I am not a fan of the cold.  I have a distinct memory at 6 years of age that proves this.  I was outside playing with my family and shivering. I told my mom how cold I was, so she suggested I put more clothes on.  I did–I placed some leggings under my pants, and a long sleeved-shirt under my short-sleeved shirt.  (Yeah.  I was into layers before layers were the thing.)  The best part of this story?  It was spring.

Growing up in Idaho, we lived in a temperate climate.  Hot summers, cold winters with nothing too extreme; typical desert weather.

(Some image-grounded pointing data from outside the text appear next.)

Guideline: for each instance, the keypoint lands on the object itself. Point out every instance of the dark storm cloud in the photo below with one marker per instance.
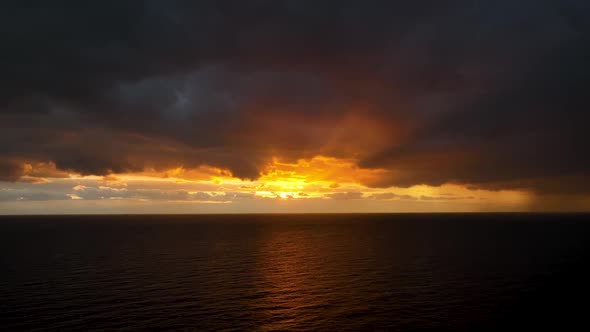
(490, 94)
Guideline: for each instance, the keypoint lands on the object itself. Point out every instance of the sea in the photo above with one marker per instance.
(295, 272)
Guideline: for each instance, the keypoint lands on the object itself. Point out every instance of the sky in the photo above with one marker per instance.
(294, 106)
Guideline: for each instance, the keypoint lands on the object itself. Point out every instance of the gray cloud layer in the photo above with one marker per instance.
(491, 94)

When I was 15, we moved to Alaska.  (Which is also where I met Ben. No, he is not a native born-Alaskan, he is from California; but, his affinity for winter suggests otherwise.)  Imagine how miserable I became!

Truthfully, I learned to adapt.  I learned to wear more layers and heavier jackets–complete with a hat and mittens for 10 months of the year.  And, much to my surprise, I was quite sad to leave that beautiful place.  I don’t miss the cold, though.

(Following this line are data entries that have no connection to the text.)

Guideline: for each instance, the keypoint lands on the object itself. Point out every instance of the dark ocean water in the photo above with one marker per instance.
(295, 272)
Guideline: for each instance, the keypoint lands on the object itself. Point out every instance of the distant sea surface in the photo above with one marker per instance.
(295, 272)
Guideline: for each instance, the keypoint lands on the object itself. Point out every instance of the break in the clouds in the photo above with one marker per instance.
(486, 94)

I have lived in Utah for close to five years now.  You know what?  I still am not used to the winters.  It isn’t nearly as harsh as Alaska’s winters, yet it still kills me.

Right now the thermometer outside reads 37 degrees.  My toes and fingers are like icicles, and I can’t find a dang blanket.  I have gulped down two mugs of hot chocolate and still can’t feel warm.

Arrgh.  And we are only in the beginning.  I am hoping that as I get used to the cold, I will be more willing to step out into it.  As of right now, I can’t convince myself to run, walk, or play in the yard.  The kids and I are stuck inside.

I acknowledge that some of you have even colder temperatures and are very capable of surviving.  Remember before you send deploring remarks, that you are, obviously, better than me.  I think that I’m just not built for cold weather.  I’d take heat any day.

And, considering my luck, we’ll probably end up in the coldest place for medical school.

Kindly send suggestions for keeping my toes and fingers warm–while inside–immediately.